This may appear to be a simple concept but it is huge. If you ever used traditional hardware in your IT department, you certainly know everything that comes associated with it. The selection process, while it can be compared to a fun exercise of choosing food from a menu at the restaurant, frequently may turn into a nightmare of comparing long lists of specifications and features because procurement and purchasing departments always want apple-to-apple comparisons.

Okay, let’s say you survived the quest to find a cheaper price for commoditized hardware that should, ideally, use the same components and deliver the same performance with a similar set of technical specifications, so much so that they could be considered interchangeable. You order it, you get your estimated delivery date, it arrives on site, and now the fun begins.

The task of receiving boxes, unpacking and seating racks, racking individual components, setting up wires to bring power and cables to enable the network, and starting up, configuring, and provisioning the services is all yours unless you buy vendor services for that purpose. Again, let’s say it all goes well. Now, it is time to put it to the test, starting by carving out resources and interoperating with other components. All good – it worked. End of story? No, not at all!

Now, it is time to maintain the infrastructure. The significant overhead of patching and upgrading the equipment and managing against a complex compatibility matrix across various hardware and software components is risky, potentially disruptive, time-consuming, and often nerve-racking. As time goes on, the cycle continues, only to start all over again when the next hardware refresh period kicks in.

None of these is an issue for AWS Outposts, as you are always dealing with AWS. Procurement is tremendously simplified – the business has decided to move to the cloud using AWS technology, but there is nothing to compare or match. Delivery, installation, power up, and startup are operated and supervised by AWS.

All the necessary information, preparation, and site readiness are organized in advance to make sure everything works neatly. Technicians are sent on site to verify whether network configurations are correct and automated processes are working as expected. Service readiness can be achieved in a matter of hours by the time Outposts is brought to life. By the time the bootstrap is finished and the logical Outpost ID is up and running, you can jump into AWS Console and begin using your AWS Outposts rack. Don’t worry: AWS takes care of maintenance.

  • Build once, deploy anywhere: We are now using Outposts. How does this solution measure against this tenet? As mentioned before, it is not AWS-like infrastructure – it is AWS-downscaled infrastructure. Its design, components, technical solutions, and capabilities are the same as those used inside AWS Regions. This is mind-boggling – by ordering AWS Outposts, you are effectively bringing a piece of AWS to your site, for your use, at your disposal.

That translates into the power of consistency. If you have ever used AWS in the region, it is the same experience with AWS Outposts—same console, same concepts, same configurations.
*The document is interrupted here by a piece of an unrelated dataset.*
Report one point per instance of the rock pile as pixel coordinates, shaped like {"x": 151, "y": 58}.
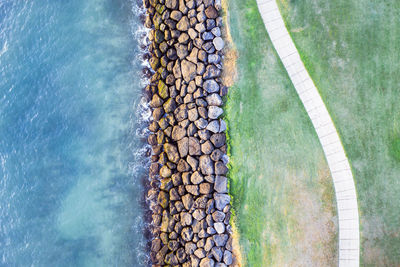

If you provision EC2 in the region, it is the same EC2 provisioned in the rack. If you leverage EC2 service capabilities, they will likely be available to be used in the rack. A service that is available on Outposts has very similar capabilities when compared with the same service operating in a region.

While, understandably, a service running on Outposts will hardly have all the feature sets available in the region, it is absolutely and truly the same foundation. The only difference is the natural constraint of operating within the limits of the Outposts hardware. Within a region, we have that sense of virtually unlimited hardware and the hundreds of AWS services available and connected using gigantic network pipes. Within the confines of an Outposts rack, other restrictions and considerations may apply.

Physical limitations aside, it is powerful to be able to build applications using AWS technologies and solutions present on Outposts and deploy them seamlessly to any rack on any location. No adaptations, changes, conversions, or adjustments are needed. It runs on a given Outposts SKU and it will run on any similar Outposts, anywhere, anytime. It runs on Outposts, so it will run even more comfortably in the Region.

  • Leverage existing skill sets and tools: This tenet relates to productivity and the DevOps community. There are challenges associated with the usage of different APIs and tools to build apps for the cloud and on-premises environments, and then the need to re-architect them to work in other environments. The question arises on how to build applications once, run on-premises or in the cloud using the same APIs and tools, and use the wide range of popular services and APIs that you use in the cloud for the applications that run on-premises.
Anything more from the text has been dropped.